トランプ政権による科学を軽視する政策の影響で研究者が苦境に陥っています。年間470億ドル(約7兆円)の研究費を振り分けるNIHは数十億ドルを削減しています。トランプ米政権による科学分野の予算削減を受けて、苦境の研究者を採用する動きが国内で出始めています。大阪大学は、米国にいる研究者を100人規模で受け入れる体制を整えたと発表しています。東北大学は米国で採用活動を始めました。優秀な人材を獲得し、研究力の向上につなげます。

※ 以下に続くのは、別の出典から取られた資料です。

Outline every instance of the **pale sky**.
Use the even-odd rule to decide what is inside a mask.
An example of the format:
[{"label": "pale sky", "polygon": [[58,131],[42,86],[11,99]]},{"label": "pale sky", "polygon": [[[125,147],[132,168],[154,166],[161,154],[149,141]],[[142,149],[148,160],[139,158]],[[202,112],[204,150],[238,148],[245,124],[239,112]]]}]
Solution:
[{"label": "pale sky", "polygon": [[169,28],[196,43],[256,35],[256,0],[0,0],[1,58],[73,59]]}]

欧州や中国は、積極的にトップ級研究者の招致を進めています。日本は研究環境や給与水準の低さに課題があり、若手が中心になります。トップ層を招致する仕組み作りが必要になります。世界で最も多くのノーベル賞受賞者を輩出してきた米国には、トップ級の研究者が数多くいます。各国が招致に熱心なのは、国の研究力向上につながるためです。
まず動き始めたのは、2024年に国際卓越研究大学に選ばれた東北大学と、大阪大学医学系研究科です。東北大学は約150億円の助成を得て、人材戦略を含む大学改革を進めています。大阪大学大学院医学系研究科は米国の研究者を受け入れる財源として寄付金などで6億円以上を確保しています。